Regarding the Chathams, I do wonder what tourism growth a runway extension could bring. Obviously it is never going to be popular to the level that places like Svalbard, Punta Arenas, the Alaska Riviera, Lofoten, The Falklands and Iceland etc are, but surely it could do better than where it's at today. I guess the main barriers to that are the lack infrastructure and therefore the extreme cost of building anything. I'd imagine that the cost of importing a vehicle or some farming/construction equipment to the island would be ridiculous also. Being in the middle of nowhere, there is no reason for any cruise ships to visit. Recently they had a new wharf built, which caused the PM to imply that the central government planned further investment in the community. https://www.radionz.co.nz/news/national ... ham-island
Internally in New Zealand I've never seen much interest in tourism to the Chathams, though one of my friends from Europe really wants to visit.
Why doesn't NZ run a dedicated freighter? QF does and NZ used to with the DC8.
They have dozens of transtasman flights with 77E/77W/789s each day, with loads and loads of belly capacity.
If they were to run dedicated freighters, what type would they use?
I’m sorry but you’re wrong. Name one other degree or course that costs $100k where the average person that actually completes it only has around a 10% chance of making it into a proper job (in this case an airline)?
Sadly it is closer to 180k now.
I'd suggest that QF in return has much less interest in serving further NZ ports, so NZ would be unlikely to find itself in the same position.
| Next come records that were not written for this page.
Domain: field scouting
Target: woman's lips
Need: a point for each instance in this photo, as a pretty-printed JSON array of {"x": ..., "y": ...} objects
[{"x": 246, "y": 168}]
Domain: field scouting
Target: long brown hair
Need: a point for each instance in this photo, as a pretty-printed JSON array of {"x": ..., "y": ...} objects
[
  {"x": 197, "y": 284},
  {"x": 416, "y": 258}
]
I honestly doubt that QF was considering adding any additional NZ destinations anyway, regardless of any "understanding".
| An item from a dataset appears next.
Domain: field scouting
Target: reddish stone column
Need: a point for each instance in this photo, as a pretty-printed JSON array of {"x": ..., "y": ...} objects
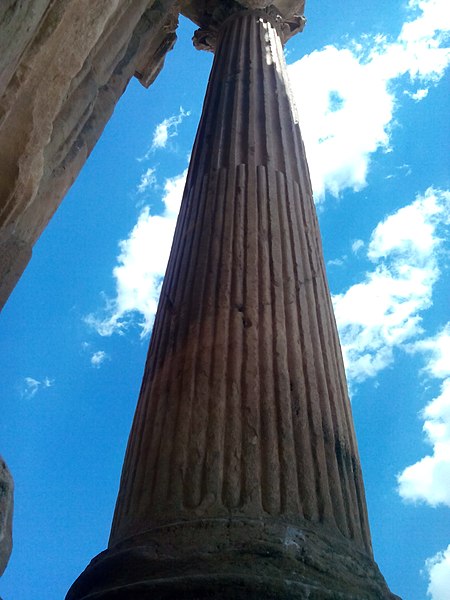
[{"x": 242, "y": 477}]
Precisely, over 10 years into my career I absolutely love my job but more and more I start considering whether or not it was a smart choice. It doesn't really stack up financially in NZ anymore and that's having gone down the student loan route.
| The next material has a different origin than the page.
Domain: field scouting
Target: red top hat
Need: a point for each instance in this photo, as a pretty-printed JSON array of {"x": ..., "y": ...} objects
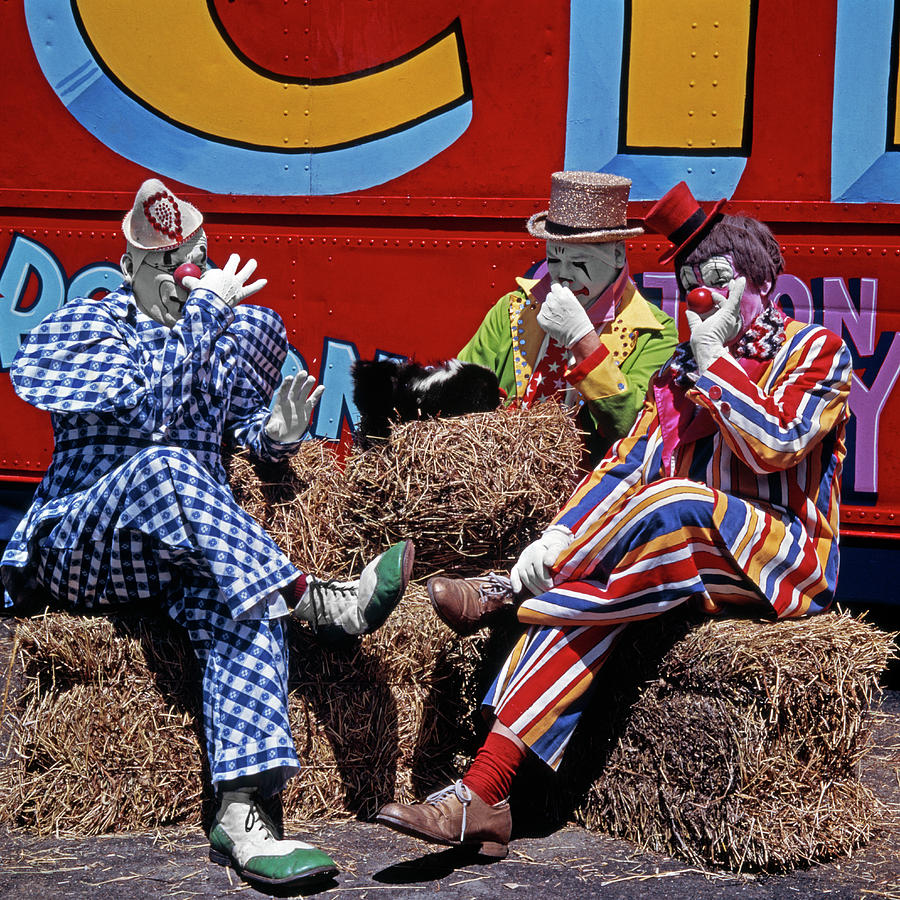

In today's environment I think trying to work jobs and get the flying training done is rather fanciful. Life is expensive and the training requires a commitment. This means a sacrifice of personal life and the reality of doing your paid work poorly and even failing exams and flight tests. Neither of which are helpful when it comes to getting the edge on fellow applicants for the long-desired flying job. The other downside is the training takes longer and you could miss the hiring cycle or take too long to get on the ladder and actually start earning.
The reality is the environment is changing, rapidly now. It's taken a while for NZ to cotton on to the new reality but it is happening and things are changing in a way that even I didn't think would happen like they are.
All that aside. I encourage anyone silly enough to entertain becoming a pilot to take a long-hard look at the career and ensure you have marketable skills outside flying the aircraft. If you decide to go down this path make sure you have the insurances to be able to support you and your family (if you're lucky enough not have cocked that up in your pursuit of flying) when a change in career path becomes a medical necessity.
Good post. The fact is that the costs associated with training have gone up considerably in recent years. Historically it has generally taken around ten years between the beginning of flight training and getting ones first job at an airline. For the first few of those years there are extreme flight training costs and thereafter there are very meagre wages in General Aviation as someone builds their hours. Once finally in the door at Mt Cook, Air Nelson, Jetstar Regional or whoever else, there's hundreds of thousands of student debt to be paid back. Then comes the icing on the cake whereby all of those regional carriers only recruit to bases in AKL/CHC/WLG - good luck trying to afford a home there.
Meanwhile easyjet has been recruiting very young guys and girls, straight out of training, to the right hand seat of A319/A320s and have done so for nearly twenty years, whilst maintaining a perfect safety record. Eventually Air New Zealand will have to do similar (obviously with new recruits going to the ATR/Dash8 fleet). Qantas already bit the bullet earlier this year and are in the process of starting up their academy.